The Travis County metropolitan park system is an odd mish-mash of recreational opportunities. These parks have ball fields and playscapes like a city park, but they also have hiking and semi-wilderness areas. The Southeast Metropolitan Park is located close to the airport, but still a fair distance from civilization. I sometimes visit there when I make trips to the airport, or when I’m waiting for a late flight to arrive.
If you’re interested in fishing, you will want to make the first right from the entrance. This leads you around the vast stretches of softball fields and out to the forest at the back of the park. They close the gate to this section at sunset, and a county park ranger zips around the trails on his utility vehicle gathering up the dawdlers (such as myself for instance).
There’s a startling change in terrain when you get on the hiking trails. The park drops down into the Colorado River valley through a dense forest of cedar. If you keep your eyes open you might see some deer and foxes. There’s also a great view of the City of Austin wastewater treatment plant, which looms out of the valley below like a particularly sanitary Mayan pyramid.
The trails go up and down steep hills for about a mile before you get to the park’s three hidden ponds. The park ranger who picked me up in his utility vehicle at sunset and gave me a quick fisherman’s tour of the area told me that the ponds have catfish and one or two lunker bass, but all I’ve ever seen are the usual panfish.
I took the Big C out to this park late last summer, when Fishing Team was having a dry spell caused by the dry spell. The first of the ponds we visited was ringed by six feet of cracked mud left behind as the pond dried. The mud looked like the landscape of a desert, where the earth had hardened into concrete.

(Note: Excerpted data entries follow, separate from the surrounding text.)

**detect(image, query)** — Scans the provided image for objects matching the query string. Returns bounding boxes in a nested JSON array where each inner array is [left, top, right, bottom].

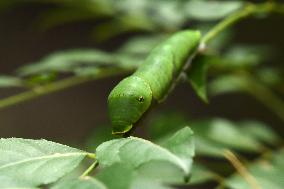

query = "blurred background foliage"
[[0, 0, 284, 189]]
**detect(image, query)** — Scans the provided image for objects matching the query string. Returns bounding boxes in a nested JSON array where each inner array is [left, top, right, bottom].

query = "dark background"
[[0, 5, 284, 145]]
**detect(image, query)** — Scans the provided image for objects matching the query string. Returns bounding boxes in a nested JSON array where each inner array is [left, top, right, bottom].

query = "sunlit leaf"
[[0, 75, 24, 88], [0, 138, 87, 188], [96, 128, 193, 183], [51, 177, 107, 189], [189, 163, 215, 185]]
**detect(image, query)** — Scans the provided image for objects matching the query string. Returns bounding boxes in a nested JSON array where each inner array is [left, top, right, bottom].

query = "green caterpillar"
[[108, 30, 201, 134]]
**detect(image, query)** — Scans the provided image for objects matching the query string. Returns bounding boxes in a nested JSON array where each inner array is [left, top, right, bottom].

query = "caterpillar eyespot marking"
[[108, 30, 201, 135]]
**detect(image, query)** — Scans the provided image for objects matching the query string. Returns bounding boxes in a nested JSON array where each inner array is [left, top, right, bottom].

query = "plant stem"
[[0, 1, 284, 110], [80, 160, 98, 178], [0, 68, 130, 109]]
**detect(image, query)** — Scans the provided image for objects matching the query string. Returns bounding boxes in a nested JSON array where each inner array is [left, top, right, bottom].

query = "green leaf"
[[86, 125, 115, 151], [187, 57, 210, 103], [240, 121, 280, 145], [96, 128, 193, 183], [225, 150, 284, 189], [51, 177, 107, 189], [191, 119, 263, 152], [130, 177, 174, 189], [185, 0, 243, 21], [96, 164, 136, 189], [0, 75, 24, 88], [147, 112, 188, 140], [223, 45, 269, 68], [96, 164, 175, 189], [189, 163, 215, 185], [209, 75, 247, 96], [118, 35, 166, 56], [0, 138, 87, 188]]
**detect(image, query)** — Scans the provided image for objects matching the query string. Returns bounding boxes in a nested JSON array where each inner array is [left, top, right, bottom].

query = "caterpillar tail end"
[[112, 125, 133, 136]]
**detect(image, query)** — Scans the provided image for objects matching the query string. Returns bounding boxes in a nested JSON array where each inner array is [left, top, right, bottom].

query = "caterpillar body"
[[108, 30, 201, 134]]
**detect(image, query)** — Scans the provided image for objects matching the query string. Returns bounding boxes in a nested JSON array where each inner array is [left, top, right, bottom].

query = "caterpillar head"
[[108, 76, 152, 135]]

Looks however can be deceiving, as I discovered once I tried to walk on it, and my foot sunk up to the knee in sticky gray clay. Then I had to reach down the hole left by my leg, about armpit depth as it turns out, to fish out my croc that was left suctioned at the bottom. And what was most aggravating about the incident was that I couldn’t wash off any of the sticky gray clay, because the only water in sight was protected by a no-man’s land of sticky gray clay.
The water of this pond glowed a distinct chemical blue, and despite our best efforts we couldn’t detect any sign of life.
The Big C had some good luck at the next pond down. He caught a series of perch on spinners and live bait, while I struggled to get a strike with the fly rod and poppers.
And that’s when it started to rain. The first rain in months, and it chose the moment when we were a mile deep in a forest.
At first we tried to shelter under the covered fishing pier on the third pond, but the wind made a mockery of that effort to stay dry, so the decision was made to make a run for the car.
This was when we discovered that the well-manicured, mile-long hiking trail back to the parking lot was actually composed of the same sticky clay as ringed the first pond. It was simply of a different color and had needed a modest influx of water to make the transformation from hard surface to squishy mire.
Every step we took caused more mud to stick to our feet. For a while I tried walking on tufts of grass growing on the edge of the trail, but there were precious few of them, and after a few hundred feet I had reached a terminal muddiness that belied further efforts to stay clean. The Big C and I gave up pretending to be civilized city dwellers and removed our heavy fishing crocs to walk barefoot in the mud. Every step squished between our toes and caked another layer onto our clay galoshes.
When we finally arrived at the trail head, soaking wet, barefoot, and filthy, we discovered that the trail had been blocked off by a sign, “Trail Closed Due to Poor Conditions”. How very helpful.
But like we say, it isn’t really a Fishing Team outing unless something goes terribly wrong.